Later in the day, the Treasury Department announced that U.S. investors would be prohibited from investing in eight Chinese technology companies, including DJI Technology Co. Ltd., Cloudwalk Technology Co. LT-A and Yitu Limited.

“Today’s action highlights how private firms in China’s defense and surveillance technology sectors are actively cooperating with the government’s efforts to repress members of ethnic and religious minority groups,” Brian Nelson, an undersecretary for Terrorism and Financial Intelligence, said in a statement accompanying the Treasury list.

A U.S. official said China had a documented history of exploiting DNA collection and biometric facial recognition for mass surveillance of all residents ages 12 to 65 of Xinjiang, a predominantly Muslim region, enabling mass detention and unlawful persecution.

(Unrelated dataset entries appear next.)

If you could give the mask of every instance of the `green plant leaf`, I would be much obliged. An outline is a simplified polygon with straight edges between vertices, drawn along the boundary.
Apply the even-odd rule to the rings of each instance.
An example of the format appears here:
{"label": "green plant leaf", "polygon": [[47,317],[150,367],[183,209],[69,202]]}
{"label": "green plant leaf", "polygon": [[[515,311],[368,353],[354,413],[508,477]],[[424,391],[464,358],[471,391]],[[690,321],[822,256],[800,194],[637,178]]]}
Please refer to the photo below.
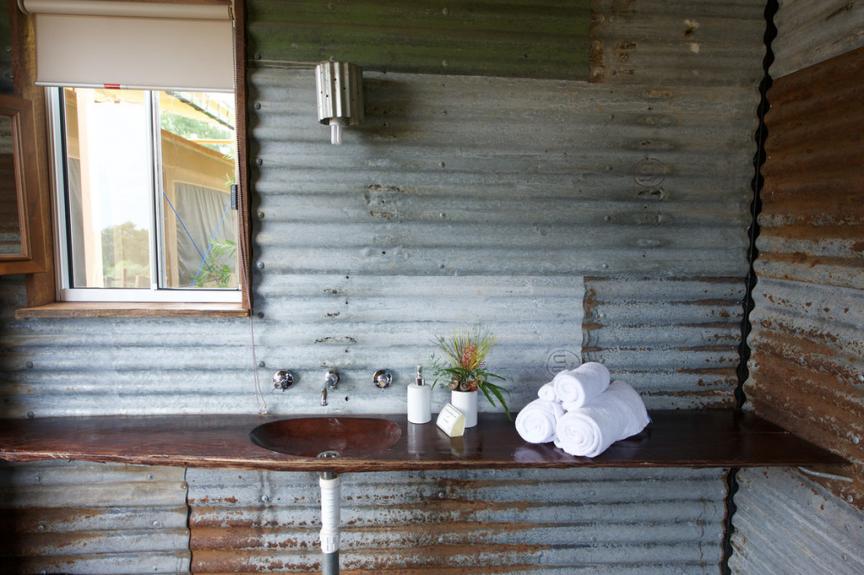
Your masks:
{"label": "green plant leaf", "polygon": [[[490,389],[490,391],[492,391],[492,393],[495,395],[495,397],[498,398],[498,401],[501,402],[501,407],[504,408],[504,413],[507,414],[507,419],[509,419],[510,421],[513,421],[513,416],[510,415],[510,408],[507,407],[507,402],[504,401],[504,394],[501,393],[502,391],[507,392],[507,393],[509,393],[509,392],[506,389],[504,389],[503,387],[495,385],[494,383],[489,383],[488,381],[486,382],[486,384],[483,387],[484,388],[488,387]],[[485,389],[484,389],[484,393],[485,393]],[[495,403],[491,399],[489,400],[489,403],[491,403],[492,405],[495,405]]]}
{"label": "green plant leaf", "polygon": [[492,395],[489,393],[488,388],[489,388],[488,384],[487,385],[481,385],[480,391],[483,392],[483,395],[486,396],[486,400],[489,401],[490,404],[492,404],[492,407],[495,407],[495,400],[492,398]]}

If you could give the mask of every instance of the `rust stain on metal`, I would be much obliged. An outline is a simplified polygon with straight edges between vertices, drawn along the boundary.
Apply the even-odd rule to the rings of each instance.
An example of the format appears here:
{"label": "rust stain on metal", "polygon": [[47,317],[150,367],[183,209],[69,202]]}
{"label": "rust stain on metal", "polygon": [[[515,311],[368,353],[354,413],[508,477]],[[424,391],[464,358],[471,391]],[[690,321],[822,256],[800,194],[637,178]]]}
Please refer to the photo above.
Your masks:
{"label": "rust stain on metal", "polygon": [[[769,94],[751,379],[756,411],[850,461],[819,479],[864,506],[864,48]],[[834,470],[833,473],[837,473]]]}

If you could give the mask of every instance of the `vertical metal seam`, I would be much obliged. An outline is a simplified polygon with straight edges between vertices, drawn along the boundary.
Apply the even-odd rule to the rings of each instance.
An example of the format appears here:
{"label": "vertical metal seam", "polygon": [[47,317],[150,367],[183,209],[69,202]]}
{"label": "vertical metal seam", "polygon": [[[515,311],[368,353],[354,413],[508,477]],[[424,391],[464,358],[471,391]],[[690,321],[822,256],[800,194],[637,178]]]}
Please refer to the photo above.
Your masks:
{"label": "vertical metal seam", "polygon": [[189,468],[183,468],[183,488],[186,492],[183,501],[186,504],[186,550],[189,552],[189,568],[187,573],[192,573],[192,504],[189,502]]}
{"label": "vertical metal seam", "polygon": [[756,286],[756,271],[754,263],[759,256],[759,249],[756,247],[756,240],[759,237],[759,213],[762,210],[762,185],[764,178],[762,176],[762,166],[765,163],[765,139],[768,135],[765,127],[765,115],[770,108],[768,102],[768,90],[771,88],[773,80],[771,79],[770,67],[774,61],[774,52],[771,50],[771,43],[777,36],[777,27],[774,25],[774,15],[777,13],[777,0],[768,0],[765,5],[765,56],[762,59],[762,68],[764,75],[759,83],[759,106],[756,111],[759,120],[759,126],[756,129],[756,154],[753,157],[754,174],[751,180],[751,188],[753,191],[752,200],[750,203],[750,228],[748,229],[749,246],[747,248],[747,279],[744,292],[742,306],[744,314],[741,320],[741,342],[738,347],[739,363],[738,363],[738,386],[735,388],[735,403],[738,409],[741,409],[747,402],[747,396],[744,393],[744,383],[750,375],[748,361],[750,360],[750,346],[747,343],[747,337],[750,335],[752,325],[750,323],[750,312],[753,311],[753,288]]}
{"label": "vertical metal seam", "polygon": [[[759,125],[756,129],[756,154],[753,157],[753,179],[751,188],[753,198],[750,203],[750,228],[747,231],[749,246],[747,248],[747,278],[744,291],[744,299],[741,302],[743,314],[741,317],[741,342],[738,346],[738,385],[735,388],[735,408],[741,410],[747,402],[747,395],[744,392],[744,384],[750,377],[750,369],[748,362],[750,361],[750,346],[747,343],[747,338],[750,335],[752,324],[750,323],[750,313],[753,311],[753,288],[756,286],[756,270],[755,262],[759,256],[759,250],[756,247],[756,240],[759,237],[759,213],[762,210],[762,185],[764,177],[762,176],[762,166],[765,163],[765,140],[768,136],[765,127],[765,115],[770,109],[768,102],[768,90],[771,88],[773,80],[771,78],[771,64],[774,62],[774,52],[771,48],[772,42],[777,37],[777,26],[774,24],[774,17],[779,10],[778,0],[767,0],[765,3],[765,56],[762,59],[762,69],[764,74],[762,81],[759,83],[759,106],[756,109],[756,116]],[[729,567],[729,559],[734,553],[732,547],[732,536],[735,533],[735,525],[732,522],[735,516],[737,506],[735,505],[735,494],[738,492],[738,467],[732,467],[726,474],[726,513],[723,518],[723,545],[722,556],[720,560],[720,571],[724,575],[731,575],[732,570]]]}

The wave of penalties arrived before Senate approval on Thursday of legislation that would ban goods made in Xinjiang from being shipped to the U.S. unless companies can prove that they’ve not been made with forced labor. The bill, which now goes to President Joe Biden for his signature, had broad bipartisan support in the normally polarized Congress.

Human rights has emerged as a key irritant in already tense U.S.-China relations alongside Beijing’s tightening control over Hong Kong, incursions into Taiwan’s air defense identification zone and more aggressive posture in the South China Sea. The U.S. has sought to build up its alliances in the Indo-Pacific region as a bulwark to China and recently announced a “diplomatic boycott” of the 2022 Winter Olympics in Beijing.

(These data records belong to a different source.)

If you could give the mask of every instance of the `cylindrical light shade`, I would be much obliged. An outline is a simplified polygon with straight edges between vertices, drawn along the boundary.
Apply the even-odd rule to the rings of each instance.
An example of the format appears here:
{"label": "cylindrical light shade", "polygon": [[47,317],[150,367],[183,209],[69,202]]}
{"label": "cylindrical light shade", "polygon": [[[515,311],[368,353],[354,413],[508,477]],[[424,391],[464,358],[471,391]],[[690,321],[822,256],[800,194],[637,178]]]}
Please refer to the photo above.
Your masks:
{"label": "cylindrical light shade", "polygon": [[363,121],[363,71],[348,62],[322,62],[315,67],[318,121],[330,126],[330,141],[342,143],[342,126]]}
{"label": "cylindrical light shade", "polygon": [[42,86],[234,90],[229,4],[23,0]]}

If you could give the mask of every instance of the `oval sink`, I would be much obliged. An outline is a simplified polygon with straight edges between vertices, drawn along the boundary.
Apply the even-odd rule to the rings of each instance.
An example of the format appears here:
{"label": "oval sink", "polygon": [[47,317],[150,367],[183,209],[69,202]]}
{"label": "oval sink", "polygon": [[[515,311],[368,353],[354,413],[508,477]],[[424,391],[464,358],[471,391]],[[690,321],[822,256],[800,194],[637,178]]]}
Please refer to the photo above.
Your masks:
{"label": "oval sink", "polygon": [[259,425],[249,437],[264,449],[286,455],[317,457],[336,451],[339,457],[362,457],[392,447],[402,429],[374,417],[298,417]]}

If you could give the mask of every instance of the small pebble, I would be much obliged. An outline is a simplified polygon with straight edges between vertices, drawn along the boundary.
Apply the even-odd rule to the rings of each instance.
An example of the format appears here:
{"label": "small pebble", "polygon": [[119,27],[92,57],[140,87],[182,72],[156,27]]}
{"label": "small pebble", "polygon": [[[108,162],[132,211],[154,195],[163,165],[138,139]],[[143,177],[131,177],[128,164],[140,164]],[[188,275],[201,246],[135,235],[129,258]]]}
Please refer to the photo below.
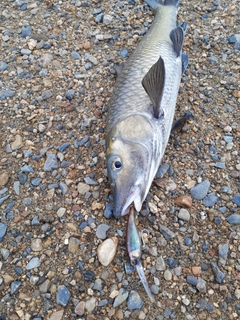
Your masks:
{"label": "small pebble", "polygon": [[191,208],[192,207],[192,198],[189,196],[180,196],[175,199],[175,204],[182,208]]}
{"label": "small pebble", "polygon": [[220,271],[216,262],[212,262],[211,266],[212,266],[212,270],[213,270],[216,282],[221,284],[225,278],[225,274],[222,271]]}
{"label": "small pebble", "polygon": [[189,221],[190,220],[190,213],[187,209],[180,209],[180,211],[177,214],[178,218],[183,221]]}
{"label": "small pebble", "polygon": [[85,301],[80,301],[75,307],[75,313],[78,316],[83,316],[85,313]]}
{"label": "small pebble", "polygon": [[7,225],[0,222],[0,242],[2,242],[7,231]]}
{"label": "small pebble", "polygon": [[210,182],[204,180],[190,190],[192,197],[196,200],[202,200],[208,193]]}
{"label": "small pebble", "polygon": [[62,218],[64,216],[66,210],[67,210],[66,208],[59,208],[58,211],[57,211],[57,216],[59,218]]}
{"label": "small pebble", "polygon": [[107,231],[110,229],[110,226],[107,224],[100,224],[96,230],[96,236],[98,239],[105,240],[107,237]]}
{"label": "small pebble", "polygon": [[213,207],[218,201],[220,200],[219,197],[215,195],[215,193],[209,194],[206,198],[203,199],[203,205],[205,207]]}
{"label": "small pebble", "polygon": [[21,281],[13,281],[11,283],[11,294],[14,294],[21,286],[22,282]]}
{"label": "small pebble", "polygon": [[170,270],[165,270],[163,276],[166,281],[172,280],[172,272]]}
{"label": "small pebble", "polygon": [[176,235],[173,231],[163,225],[159,226],[159,231],[162,233],[165,239],[172,239]]}
{"label": "small pebble", "polygon": [[193,276],[187,276],[187,282],[193,286],[196,286],[198,284],[198,279]]}
{"label": "small pebble", "polygon": [[240,193],[236,194],[233,197],[232,202],[235,203],[238,207],[240,207]]}
{"label": "small pebble", "polygon": [[79,60],[81,58],[80,54],[76,51],[71,52],[71,57],[75,60]]}
{"label": "small pebble", "polygon": [[27,264],[26,270],[32,270],[38,268],[41,265],[41,262],[38,257],[33,257]]}
{"label": "small pebble", "polygon": [[116,296],[114,303],[113,303],[113,308],[119,307],[125,300],[128,298],[128,292],[124,289],[121,288],[119,290],[119,294]]}
{"label": "small pebble", "polygon": [[49,153],[44,163],[44,171],[53,171],[58,168],[58,159],[56,154]]}
{"label": "small pebble", "polygon": [[56,294],[57,304],[60,306],[66,307],[68,300],[70,298],[70,291],[65,285],[58,286],[58,291]]}
{"label": "small pebble", "polygon": [[240,224],[240,214],[234,213],[226,218],[230,224]]}
{"label": "small pebble", "polygon": [[131,291],[127,300],[128,310],[140,310],[143,306],[143,302],[136,291]]}

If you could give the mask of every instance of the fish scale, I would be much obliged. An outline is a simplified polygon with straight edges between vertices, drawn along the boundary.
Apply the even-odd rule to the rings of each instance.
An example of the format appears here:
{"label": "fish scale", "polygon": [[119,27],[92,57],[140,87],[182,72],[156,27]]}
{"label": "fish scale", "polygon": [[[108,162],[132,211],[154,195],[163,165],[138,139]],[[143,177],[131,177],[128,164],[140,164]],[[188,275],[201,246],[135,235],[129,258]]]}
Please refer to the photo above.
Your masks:
{"label": "fish scale", "polygon": [[141,209],[168,143],[187,65],[178,1],[146,2],[155,8],[155,19],[117,77],[105,130],[116,217],[127,214],[132,203]]}
{"label": "fish scale", "polygon": [[[172,11],[175,12],[176,9],[173,7]],[[160,56],[163,57],[168,71],[164,88],[166,104],[173,98],[171,96],[172,82],[175,78],[173,64],[176,61],[176,54],[172,50],[172,43],[169,38],[172,28],[169,28],[168,39],[165,36],[163,37],[162,32],[160,32],[162,25],[158,19],[161,19],[161,17],[162,13],[158,11],[154,20],[155,23],[153,22],[152,24],[152,31],[139,43],[134,53],[126,61],[122,73],[117,78],[108,111],[106,132],[109,132],[119,119],[132,114],[146,113],[152,118],[149,108],[151,101],[142,86],[142,79]],[[164,21],[162,21],[163,23]],[[176,27],[176,23],[172,24],[171,27]],[[180,63],[178,63],[177,67],[180,70]]]}

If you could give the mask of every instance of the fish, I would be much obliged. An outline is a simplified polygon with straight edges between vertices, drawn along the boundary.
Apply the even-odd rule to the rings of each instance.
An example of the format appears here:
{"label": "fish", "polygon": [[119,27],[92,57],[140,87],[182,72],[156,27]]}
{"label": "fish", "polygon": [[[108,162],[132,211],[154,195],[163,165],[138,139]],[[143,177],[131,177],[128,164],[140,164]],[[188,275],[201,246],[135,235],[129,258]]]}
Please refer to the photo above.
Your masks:
{"label": "fish", "polygon": [[139,231],[137,229],[135,219],[134,219],[134,208],[133,206],[130,208],[129,217],[128,217],[128,225],[127,225],[127,241],[126,241],[127,252],[131,263],[135,266],[139,278],[144,286],[144,289],[149,297],[149,299],[154,302],[155,299],[152,296],[151,290],[148,286],[147,279],[145,277],[145,273],[143,270],[143,266],[141,263],[141,239],[139,235]]}
{"label": "fish", "polygon": [[188,56],[187,24],[177,23],[178,0],[146,0],[155,19],[117,76],[107,112],[105,145],[113,213],[140,211],[171,133]]}

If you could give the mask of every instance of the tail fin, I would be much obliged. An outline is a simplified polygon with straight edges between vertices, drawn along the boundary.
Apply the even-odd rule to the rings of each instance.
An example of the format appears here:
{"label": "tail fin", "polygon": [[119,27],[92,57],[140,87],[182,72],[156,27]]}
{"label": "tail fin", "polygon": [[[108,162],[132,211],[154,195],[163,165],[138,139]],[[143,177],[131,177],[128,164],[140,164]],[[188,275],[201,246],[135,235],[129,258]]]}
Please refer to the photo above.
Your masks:
{"label": "tail fin", "polygon": [[159,5],[161,6],[174,6],[178,7],[179,0],[144,0],[152,9],[156,9]]}

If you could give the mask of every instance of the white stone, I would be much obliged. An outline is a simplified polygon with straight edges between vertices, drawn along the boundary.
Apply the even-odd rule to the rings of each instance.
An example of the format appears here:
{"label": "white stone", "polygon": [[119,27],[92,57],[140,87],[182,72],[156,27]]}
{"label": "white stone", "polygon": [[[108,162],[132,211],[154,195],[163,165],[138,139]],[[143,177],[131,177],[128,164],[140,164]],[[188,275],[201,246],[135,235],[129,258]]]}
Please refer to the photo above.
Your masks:
{"label": "white stone", "polygon": [[39,132],[44,132],[45,130],[46,130],[45,125],[42,124],[42,123],[39,123],[39,125],[38,125],[38,131],[39,131]]}
{"label": "white stone", "polygon": [[238,300],[240,299],[240,289],[235,290],[235,296]]}
{"label": "white stone", "polygon": [[59,208],[58,211],[57,211],[57,216],[59,218],[62,218],[64,216],[66,210],[67,210],[66,208]]}
{"label": "white stone", "polygon": [[97,248],[99,262],[107,267],[115,257],[118,246],[118,238],[112,237],[103,241]]}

About 1.5 million Turkic Muslims, primarily ethnic Uyghurs and Kazakhs, have been detained in “re-education camps” in Xinjiang since 2017. Chinese officials have described the camps as “vocational educational institutions” that provide “de-extremization” programming.

Chinese officials repeatedly reject charges that forced labor is used in Xinjiang and call the U.S. legislation interference in the nation’s domestic affairs. On Friday, Chinese Foreign Ministry spokesman Wang Wenbin accused the U.S. at a regular news briefing in Beijing of “over stretching the concept of national security” to abuse its export control measures.

“We urge the U.S. to correct its wrongdoing,” he said. “And we will take all necessary measures to uphold the legitimate rights and interests of Chinese institutions and companies.”

Thursday’s actions follow the U.S. government’s action on Dec. 10 placing investment restrictions on SenseTime Group Inc., China’s largest artificial intelligence firm. SenseTime then withdrew its planned initial public offering in Hong Kong.

SenseTime is considering reopening orders for its IPO as soon as Monday, according to people familiar with the matter.

The Commerce list didn’t include any major biotech names. Shares in some of China’s biggest health care firms, including Wuxi Biologics, rebounded in Hong Kong on Friday, recovering losses after the Financial Times reported the U.S. might sanction unidentified biotech companies.